VVV - A Journey as an Exile
In "Journey as an Exile" by Manuel Schilcher, four artists present their work in four different frames and comment on the work of their partners. The expedition beginns with an Altavista search for the following sentence: "Travelling is useful, it boosts your imagination ..."
Art as Method
Explaining the world as it is or as it will be has become obsolete. If art thinks it can act as an intermediary for a new age it does not understand and explain to its audience what technology may be capable of, while merely splitting the field into glorification and distrust, then this only serves to show that art itself is incapable of using this very technology. These things need not be channeled into minds by the prescient; they exist without being initiated, emerge from themselves, from their contexts, and then disappear back into where they came from. It is not a question of replacing real reality with virtual reality, but rather of an expansion and especially of media-based, communicative self-administration. The project 'A Journey as an Exile' lends perceptions to its users, who may then use them to construct their own fields of associations.
With the assistance of all the necessary techniques of conditioning, 'Journey as an Exile' evolves into a search for a dialectical organization of provisional, partially existing realities.

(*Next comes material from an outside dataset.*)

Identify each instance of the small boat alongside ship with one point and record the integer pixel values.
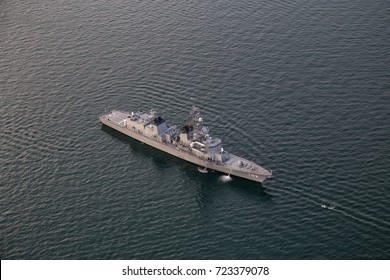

This search does not exclude chance, but rather 'rediscovers' it.
Participants use the various interpretations of material and situations to generate mutual impulses, which may be continued, abandoned or archived. The participants¹ own impressions are filtered through the experience and perception of the others and placed in new contexts.
On the constructs in our own heads and memories. The starting point for wanting to set out on a journey is not only missing accomodations, but also a lack of conformity. But inner thoughts and the ways in which they are intertwined lead to hesitation. The boundary and the abutment - both should be understood as heterotropes - are among the few points where communication with other travellers may be established. Perception, enabled by recollection and recognition, is shifted, destroyed and thus no longer comprehensible in our own minds.